Apparently this guy explains that the common mentality of:

plateau = "I gotta do something different to fix this"

is nothing but spinning your wheel.

he equivocates deloads to trying to relive beginner gains in vain whilsit wasting your time, same thing with switching to different variations to try and mimic the progression curve until you plateau on those new variations and then switch again.

What he explains is that when strength plateaus, it means you maximized your technique for that specific lift for that specific weight, you made all the neurological strength you could make for a that specific lift..

therefore the only way to gain further strength is to gain further muscle and gain brute muscular strength instead of technical strength or neurological strength.
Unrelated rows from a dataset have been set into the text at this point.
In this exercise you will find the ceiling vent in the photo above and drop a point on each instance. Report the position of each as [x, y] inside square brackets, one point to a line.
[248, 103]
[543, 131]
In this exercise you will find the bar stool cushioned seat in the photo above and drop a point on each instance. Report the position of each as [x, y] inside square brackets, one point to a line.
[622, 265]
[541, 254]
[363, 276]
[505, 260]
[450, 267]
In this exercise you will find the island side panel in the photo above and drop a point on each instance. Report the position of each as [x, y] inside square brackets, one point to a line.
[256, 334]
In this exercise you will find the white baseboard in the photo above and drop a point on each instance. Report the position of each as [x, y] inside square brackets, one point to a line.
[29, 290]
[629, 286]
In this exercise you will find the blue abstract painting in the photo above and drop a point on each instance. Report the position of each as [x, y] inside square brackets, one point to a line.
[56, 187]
He explains that for intermediate lifters, plateaus is when muscle hypertrophy happens the most because the body has no other way to progress.

When one plateaus, the only thing that can happen if they keep doing the same thing over and over again, is either muscle growth or injuries....so if one tries to avoid injuries and chases plateaus it will result in the fastest muscle growth which will in turn "break" plateaus.

Therefore the solution is to chase plateaus and try to hit them as fast as possible and then gain muscle.

He suggests that to speed up muscle gain to break pleateaus one could keep doing the same exercises and instead of switching them for variations he insists that is is better to ADD volume by doing new variations like isolation exercises or compounds that aim to fix weak points, which seems to be what I instintively done last year


Coming back to this question I believe no one mentioned fatigue.

You were training 3x /week and then increased to 4x /week. You decreased your capacity to recover from one week to another, which could have caused you to progress more slowly. You could try scaling it back to 3x /week for a while and see if that helps. With the added benefit that it's easier to find time to hit the gym 3x than it is 4 (if that's something you struggle with).

If you were following your program in the sequence you described:

squat > Larsen press > deadlift > weighted chin up > weighted chin up > weighted dip

I don't know about you but I'd be dead after squatting AND pressing AND deadlifting before trying pull-ups. A good way to break your plateau would be to prioritize pull-ups, so you perform them at the beginning of the training session when the muscles are still rested.

Another solution would be to reduce volume for exercises that target your back (temporarily) so you can use all your strength on pull-ups and recover for the next session. So lighter deadlifts for a few weeks, for example. Or like your friend, do sumo deadlifts (or trap bar deadlifts) that will focus less on your back muscles.